But the big leap of faith was auditioning in Los Angeles to voice in short animated segments created by little-known cartoonist Matt Groening for The Tracey Ullman Show.

Smith is amused when I ask why she decided to audition, which included her trying out for the voice of Bart Simpson. That part went to Nancy Cartwright, who coincidentally also auditioned for Lisa. “Your wording is very gracious – ‘What made me decide to audition’. I was 23 at the time. I went out on everything, I wasn’t that choosey.”

But she still has strong memories of the first few months working on a then-untested concept. “The Fox network was brand new when The Tracey Ullman Show debuted. Half the country didn’t even get the channel at home. I thought too bad nobody gets to see this weird, hilarious cartoon we’re doing on this clever sketch-comedy show.”

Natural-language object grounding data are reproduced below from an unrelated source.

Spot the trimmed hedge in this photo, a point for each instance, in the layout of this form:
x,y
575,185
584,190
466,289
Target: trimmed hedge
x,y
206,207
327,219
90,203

But when The Simpsons got the green light to become a half hour series, Smith couldn’t believe it. “I was thrilled.”

By then she was learning that voicing a character, as opposed to being seen on screen or stage, did require some different acting techniques. “Because you have to convey everything vocally, everything about your delivery in voice-over has to be a little bit crisper and more vivid than when you can also use your face and body to express yourself.”

A large number of animated films record actors’ voices in separate studios, sometimes in different cities. But Smith says most of the time she and her fellow Simpsons cast are all in the same studio together when they record each episode. “We record the episodes all together like an old radio play.”

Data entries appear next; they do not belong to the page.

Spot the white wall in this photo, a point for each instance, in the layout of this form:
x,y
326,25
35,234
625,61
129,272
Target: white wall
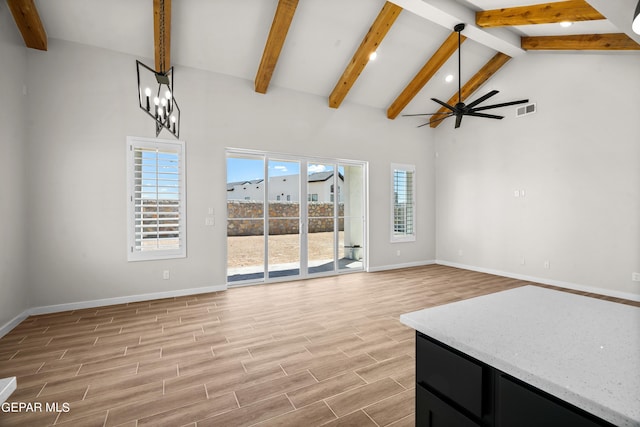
x,y
13,278
578,160
83,105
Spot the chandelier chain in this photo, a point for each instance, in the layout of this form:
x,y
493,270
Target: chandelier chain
x,y
162,38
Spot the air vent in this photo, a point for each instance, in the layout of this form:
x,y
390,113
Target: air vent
x,y
526,110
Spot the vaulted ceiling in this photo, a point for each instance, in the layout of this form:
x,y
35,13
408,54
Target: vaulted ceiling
x,y
322,47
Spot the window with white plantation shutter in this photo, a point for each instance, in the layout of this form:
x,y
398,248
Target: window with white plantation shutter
x,y
156,199
403,204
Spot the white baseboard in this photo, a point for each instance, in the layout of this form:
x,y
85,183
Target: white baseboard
x,y
123,300
561,284
404,265
7,327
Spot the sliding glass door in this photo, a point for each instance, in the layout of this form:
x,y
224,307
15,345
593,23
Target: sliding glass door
x,y
321,218
280,226
283,209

There is the occasional exception. When Flight of the Conchords’ Jemaine Clement and Bret McKenzie guest-voiced, some of the dialogue was recorded over the phone while the two were at home in Wellington. But Smith has met them in person. “They were every bit as entertaining as we hoped they’d be. That was a great day.”

Smith says she has also occasionally recorded dialogue over the phone so that she could juggle her commitments to other projects.

So is there more than just Smith’s voice in Lisa Is there a little bit of Smith in her character as well “I love Lisa Simpson. I really do. She’s perfect to me,” Smith says. “One of our most striking similarities is our sense of humour.

“[People] don’t confuse me with Lisa as much as they think I remember every detail of every episode we’ve done and then ask me about it. Full disclosure: I have one of the worst memories in the world.”

And Smith has her own view on why The Simpsons not only remains popular but is one of the few television shows of the past 30 years that really deserves to be described as a pop culture phenomenon. For her, it’s retaining creative control.

“I always thought it would be successful, but I thought it would be over in five years. [But] because we get no studio or network notes [we] don’t have too many cooks spoiling the soup. The writers are allowed to write for themselves.”